David admires his boyhood idol, James Steerforth, so much that he makes the older boy fairly glow on the page. Steerforth is like the brother David never had. He's handsome, charming, talented, carelessly generous-the complete opposite of the timid or repressed people David's grown up with. And, like Dora, Steerforth shows real affection for David, which means a lot to lonely David. Maybe you've known people like this. Just when you're getting fed up with them, they turn on the charm and you can't help but forgive them. Dickens, however, conveys Steerforth's self-centered shallowness by Steerforth's own speeches, by the reactions of sensible characters like Tommy Traddles and Agnes Wickfield, and by melodramatic scenes at Steerforth's home. Watching Steerforth squander his talent, you can admire David more for making the most of his.

David is able to list his friend's flaws, but they never really sway him from his adoration. Perhaps that's why, in spite of all the hints Dickens drops about what's going to happen to Steerforth and Emily, David is still surprised when they run off together. It's also why he doesn't hate Steerforth for seducing Emily. When all is said, Steerforth is undeniably attractive. It's hard to blame Emily for running off with a lover like that, and you can't blame David for still admiring Steerforth, even as he watches him die in the shipwreck-a fitting symbol for the lives he has wrecked.


Dickens' political "cause" in this novel is the plight of fallen women (he was involved with running a home for such women in London). Emily is Dickens' main example of a fallen woman, and therefore, to make his social comment, he is very careful to present her in a sympathetic light. He introduces her as "Little Em'ly," a playful, spirited child, so your first impression is of her innocence and freshness. Only later, when David revisits the Peggottys, can you sense the doom hanging over her-a fatal hunger for adventure, for being "a lady." Yet Emily is by nature a lady. Even her speech is aristocratic, unlike the dialect of her Uncle Dan and cousin Ham. In some ways, Dickens blames the class system for her fate. Society's double standard will punish Emily, but not Steerforth, for their affair.

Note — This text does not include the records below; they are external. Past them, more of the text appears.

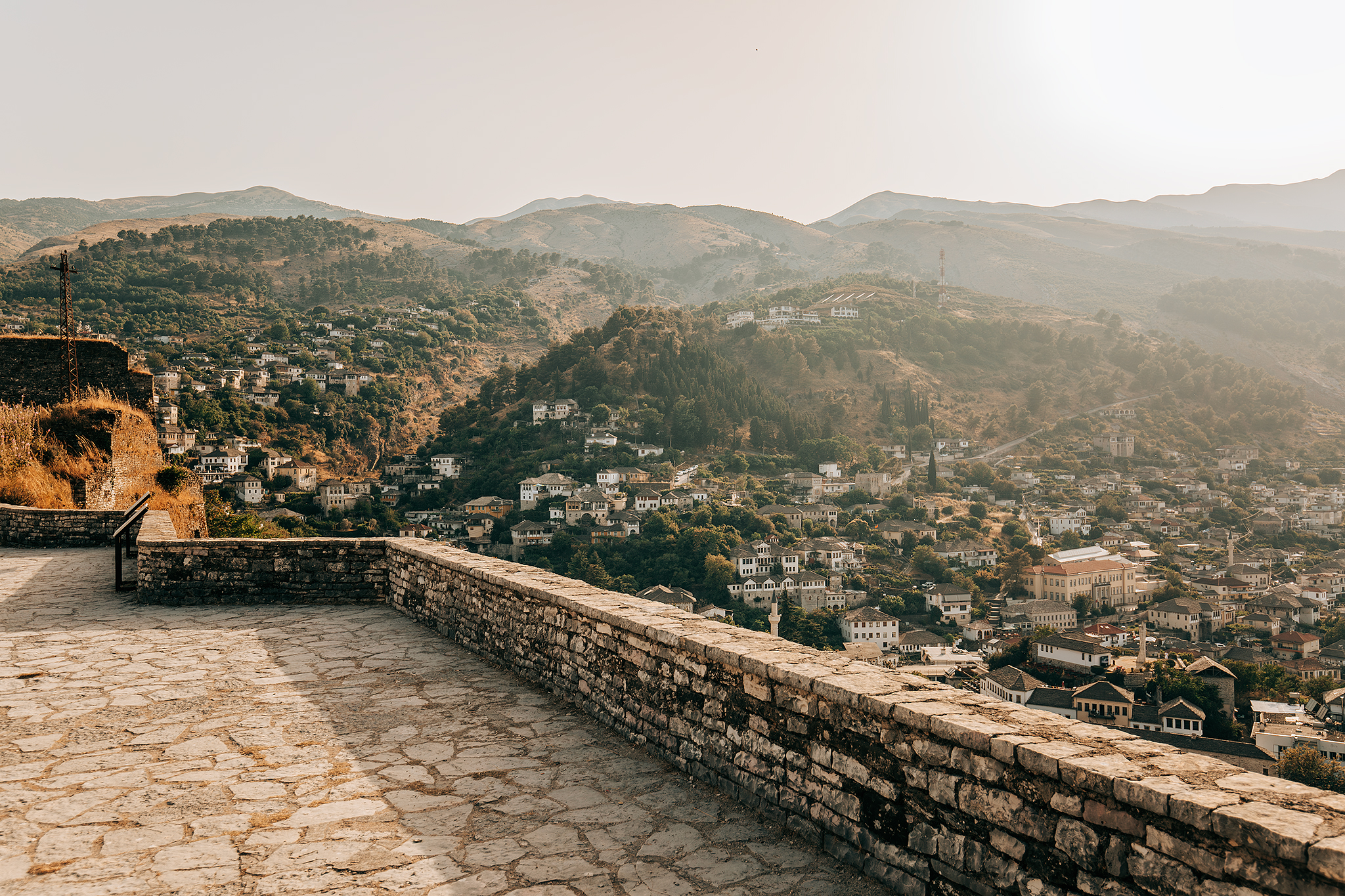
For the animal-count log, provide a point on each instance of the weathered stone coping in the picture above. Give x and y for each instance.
(45, 528)
(927, 788)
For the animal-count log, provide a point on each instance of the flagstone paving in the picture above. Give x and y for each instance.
(328, 750)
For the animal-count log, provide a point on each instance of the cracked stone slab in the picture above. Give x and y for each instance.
(331, 748)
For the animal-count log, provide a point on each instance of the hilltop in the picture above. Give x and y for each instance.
(1309, 205)
(55, 217)
(903, 373)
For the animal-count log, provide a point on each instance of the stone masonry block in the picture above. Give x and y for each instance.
(920, 715)
(1268, 829)
(1044, 758)
(757, 687)
(971, 733)
(1003, 747)
(1097, 773)
(1195, 806)
(1006, 811)
(1327, 857)
(1149, 794)
(1079, 842)
(1097, 813)
(1201, 860)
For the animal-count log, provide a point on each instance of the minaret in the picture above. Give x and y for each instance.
(943, 282)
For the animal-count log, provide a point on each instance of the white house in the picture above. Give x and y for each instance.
(248, 489)
(966, 553)
(223, 461)
(447, 465)
(759, 558)
(548, 485)
(1069, 523)
(870, 625)
(648, 500)
(1009, 684)
(951, 601)
(558, 410)
(1071, 652)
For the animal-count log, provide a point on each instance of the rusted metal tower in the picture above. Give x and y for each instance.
(68, 331)
(943, 284)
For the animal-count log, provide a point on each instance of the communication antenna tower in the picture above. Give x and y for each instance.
(943, 282)
(70, 389)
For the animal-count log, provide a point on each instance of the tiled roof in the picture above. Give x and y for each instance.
(1056, 698)
(1015, 679)
(1105, 691)
(868, 614)
(1207, 668)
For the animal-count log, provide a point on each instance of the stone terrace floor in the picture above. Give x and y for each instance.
(327, 750)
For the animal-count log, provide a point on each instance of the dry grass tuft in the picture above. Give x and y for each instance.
(45, 449)
(46, 868)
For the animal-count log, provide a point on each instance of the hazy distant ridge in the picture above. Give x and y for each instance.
(550, 203)
(57, 217)
(1310, 205)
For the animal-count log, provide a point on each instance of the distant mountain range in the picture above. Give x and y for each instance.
(1309, 205)
(550, 205)
(1079, 255)
(55, 217)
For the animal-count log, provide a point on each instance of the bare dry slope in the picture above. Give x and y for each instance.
(109, 228)
(14, 244)
(648, 236)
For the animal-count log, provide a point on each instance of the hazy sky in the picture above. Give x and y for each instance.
(454, 110)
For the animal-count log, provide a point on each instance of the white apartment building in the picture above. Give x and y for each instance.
(248, 489)
(870, 625)
(223, 461)
(759, 558)
(549, 485)
(557, 410)
(951, 601)
(447, 465)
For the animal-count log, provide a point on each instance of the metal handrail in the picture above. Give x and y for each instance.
(121, 538)
(135, 507)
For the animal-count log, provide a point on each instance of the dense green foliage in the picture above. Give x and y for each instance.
(1308, 766)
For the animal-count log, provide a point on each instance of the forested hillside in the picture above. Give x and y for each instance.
(807, 394)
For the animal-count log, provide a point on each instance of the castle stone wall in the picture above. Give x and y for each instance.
(32, 371)
(923, 786)
(42, 528)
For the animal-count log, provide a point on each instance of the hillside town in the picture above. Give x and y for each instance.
(1060, 575)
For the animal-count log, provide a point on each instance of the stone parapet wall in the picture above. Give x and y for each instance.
(33, 372)
(927, 788)
(42, 528)
(209, 571)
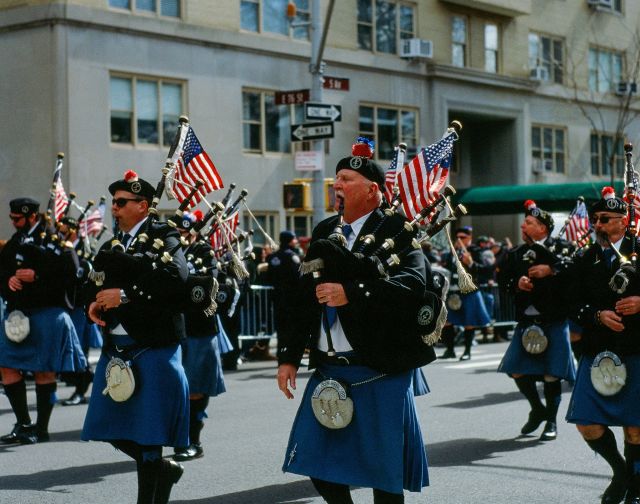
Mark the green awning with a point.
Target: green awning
(494, 200)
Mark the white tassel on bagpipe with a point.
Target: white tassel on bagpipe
(465, 282)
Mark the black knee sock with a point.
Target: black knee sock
(468, 339)
(45, 399)
(632, 457)
(196, 415)
(17, 395)
(606, 447)
(381, 497)
(332, 493)
(552, 396)
(527, 385)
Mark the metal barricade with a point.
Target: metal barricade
(256, 313)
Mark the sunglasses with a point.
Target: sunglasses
(121, 202)
(604, 219)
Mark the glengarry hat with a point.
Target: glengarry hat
(133, 184)
(609, 202)
(361, 162)
(530, 208)
(24, 206)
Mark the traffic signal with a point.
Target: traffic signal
(296, 196)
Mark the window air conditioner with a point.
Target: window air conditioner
(416, 48)
(539, 73)
(596, 4)
(626, 88)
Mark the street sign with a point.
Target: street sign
(311, 131)
(292, 97)
(322, 111)
(309, 160)
(335, 83)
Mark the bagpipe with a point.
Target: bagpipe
(329, 260)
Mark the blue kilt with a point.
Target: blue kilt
(52, 344)
(157, 414)
(419, 383)
(588, 407)
(381, 448)
(556, 360)
(202, 365)
(224, 343)
(88, 333)
(473, 312)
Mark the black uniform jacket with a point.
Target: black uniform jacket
(590, 292)
(549, 293)
(371, 320)
(55, 266)
(153, 316)
(197, 322)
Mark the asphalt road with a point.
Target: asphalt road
(471, 422)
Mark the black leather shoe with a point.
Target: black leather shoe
(615, 492)
(15, 435)
(170, 474)
(74, 400)
(193, 451)
(536, 417)
(448, 354)
(550, 432)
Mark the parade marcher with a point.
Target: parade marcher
(535, 273)
(139, 309)
(36, 277)
(466, 310)
(606, 303)
(88, 333)
(282, 273)
(362, 346)
(200, 349)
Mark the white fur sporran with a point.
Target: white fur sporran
(331, 405)
(534, 340)
(120, 381)
(16, 326)
(608, 373)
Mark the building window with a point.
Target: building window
(144, 110)
(548, 150)
(606, 153)
(546, 56)
(458, 41)
(388, 126)
(169, 8)
(382, 24)
(267, 221)
(266, 127)
(491, 45)
(605, 70)
(270, 16)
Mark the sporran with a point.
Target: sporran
(608, 373)
(120, 381)
(331, 404)
(16, 326)
(534, 340)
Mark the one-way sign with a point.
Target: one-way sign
(311, 131)
(322, 111)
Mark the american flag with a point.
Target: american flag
(228, 227)
(578, 224)
(390, 177)
(92, 225)
(61, 202)
(420, 180)
(195, 164)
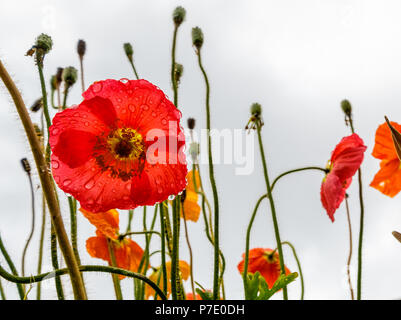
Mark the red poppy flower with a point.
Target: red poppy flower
(121, 147)
(345, 161)
(128, 253)
(266, 261)
(388, 179)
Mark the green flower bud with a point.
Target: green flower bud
(43, 43)
(128, 50)
(70, 75)
(179, 15)
(346, 106)
(197, 37)
(178, 70)
(256, 109)
(81, 48)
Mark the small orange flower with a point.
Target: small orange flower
(184, 269)
(388, 179)
(128, 253)
(264, 261)
(191, 207)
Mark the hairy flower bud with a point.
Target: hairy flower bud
(37, 105)
(256, 109)
(128, 50)
(81, 48)
(191, 123)
(70, 75)
(197, 37)
(346, 106)
(43, 43)
(179, 15)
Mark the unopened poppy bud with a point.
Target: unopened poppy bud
(396, 136)
(25, 165)
(81, 48)
(59, 76)
(194, 151)
(70, 75)
(178, 71)
(191, 123)
(397, 235)
(256, 109)
(346, 106)
(37, 105)
(128, 50)
(43, 43)
(179, 15)
(197, 37)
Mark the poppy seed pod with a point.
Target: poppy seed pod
(128, 50)
(191, 123)
(43, 43)
(81, 48)
(197, 37)
(256, 109)
(346, 106)
(179, 15)
(70, 75)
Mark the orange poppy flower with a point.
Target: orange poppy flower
(128, 253)
(264, 261)
(184, 269)
(191, 207)
(388, 179)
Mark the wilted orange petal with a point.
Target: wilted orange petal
(106, 222)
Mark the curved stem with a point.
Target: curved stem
(299, 267)
(350, 248)
(12, 268)
(32, 226)
(213, 183)
(46, 180)
(272, 207)
(295, 170)
(89, 268)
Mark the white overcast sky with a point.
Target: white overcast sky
(299, 59)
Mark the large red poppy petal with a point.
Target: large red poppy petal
(332, 193)
(384, 145)
(388, 179)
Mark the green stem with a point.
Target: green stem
(361, 224)
(295, 170)
(116, 280)
(272, 207)
(32, 226)
(53, 248)
(60, 272)
(41, 241)
(12, 268)
(213, 183)
(299, 267)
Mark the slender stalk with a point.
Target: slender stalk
(41, 241)
(48, 275)
(190, 254)
(2, 293)
(116, 280)
(295, 170)
(299, 267)
(213, 183)
(11, 265)
(32, 226)
(350, 248)
(361, 224)
(272, 207)
(53, 248)
(46, 179)
(163, 248)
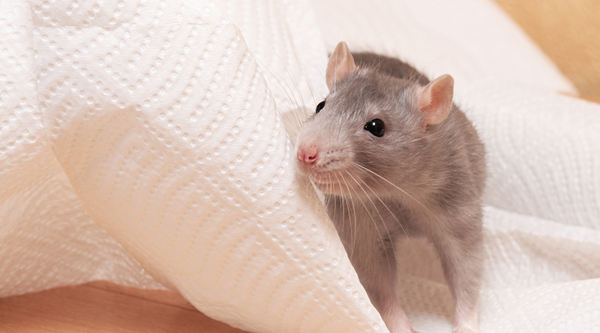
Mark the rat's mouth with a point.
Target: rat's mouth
(328, 188)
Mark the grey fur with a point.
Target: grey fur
(437, 172)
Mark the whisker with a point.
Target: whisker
(386, 207)
(399, 189)
(373, 221)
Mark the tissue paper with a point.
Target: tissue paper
(469, 39)
(142, 143)
(162, 121)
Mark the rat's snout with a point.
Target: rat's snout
(308, 154)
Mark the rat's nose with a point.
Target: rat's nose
(308, 154)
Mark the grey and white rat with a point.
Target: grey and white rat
(395, 157)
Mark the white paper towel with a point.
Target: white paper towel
(130, 92)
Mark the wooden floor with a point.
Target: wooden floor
(104, 307)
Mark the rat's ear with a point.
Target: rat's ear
(435, 99)
(340, 64)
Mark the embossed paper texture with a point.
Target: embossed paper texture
(143, 142)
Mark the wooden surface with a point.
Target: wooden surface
(104, 307)
(568, 31)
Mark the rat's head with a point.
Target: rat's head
(370, 131)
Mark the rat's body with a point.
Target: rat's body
(394, 157)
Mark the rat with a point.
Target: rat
(395, 157)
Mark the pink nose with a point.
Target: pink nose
(308, 155)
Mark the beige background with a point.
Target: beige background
(569, 32)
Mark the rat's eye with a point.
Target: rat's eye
(375, 127)
(320, 106)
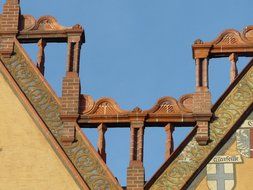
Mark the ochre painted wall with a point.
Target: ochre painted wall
(27, 161)
(244, 172)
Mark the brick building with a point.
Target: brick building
(43, 146)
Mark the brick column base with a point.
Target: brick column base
(135, 177)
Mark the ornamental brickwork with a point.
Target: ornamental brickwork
(65, 116)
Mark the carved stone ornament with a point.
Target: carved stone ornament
(48, 23)
(28, 22)
(193, 155)
(165, 105)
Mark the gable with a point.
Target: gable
(236, 154)
(27, 159)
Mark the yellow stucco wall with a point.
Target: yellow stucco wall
(244, 172)
(27, 161)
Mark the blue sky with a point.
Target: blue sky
(137, 51)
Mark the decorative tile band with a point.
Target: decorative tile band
(46, 105)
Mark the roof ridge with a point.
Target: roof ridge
(47, 105)
(43, 128)
(178, 170)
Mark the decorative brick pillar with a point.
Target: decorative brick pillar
(202, 101)
(233, 68)
(169, 128)
(101, 141)
(41, 56)
(9, 26)
(135, 171)
(71, 91)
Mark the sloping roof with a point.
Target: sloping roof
(190, 158)
(88, 167)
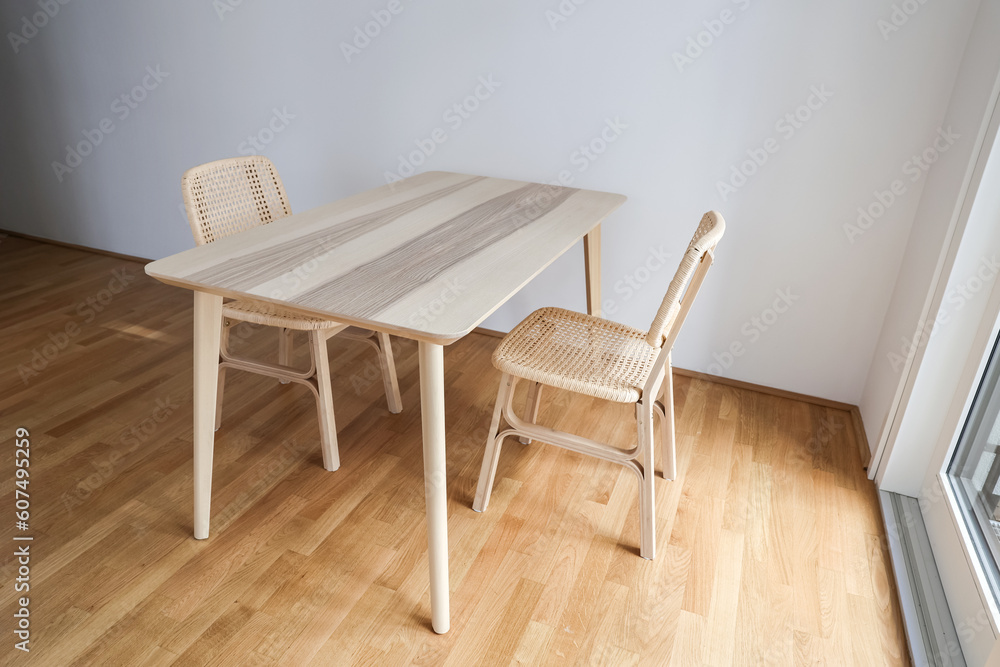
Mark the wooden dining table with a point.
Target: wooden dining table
(427, 258)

Emily's character gradually becomes less and less distinct. Although she was David's childhood sweetheart, his romantic interest fades after they grow up. Mr. Omer, the local undertaker, tells David about her, while Emily herself slides silently in and out. The anguish of a village girl's shame is voiced dramatically by Martha Endell, but Emily's shame is told only in her letters. After she returns to England from her scandalous life on the Continent, David sees her only through a doorway and across a crowded ship. Even Ham doesn't talk with her again, though he has forgiven her for jilting him. Maybe Dickens doesn't want you to see a "sinful woman" up close, or maybe he's emphasizing what an outcast she has become. Although Emily's uncle takes her back, most girls in her position weren't so lucky. Though she makes a new home in Australia, she chooses to remain cut off from life, unmarried. As a Victorian, Dickens can't approve of her moral lapse-he only asks pity for her.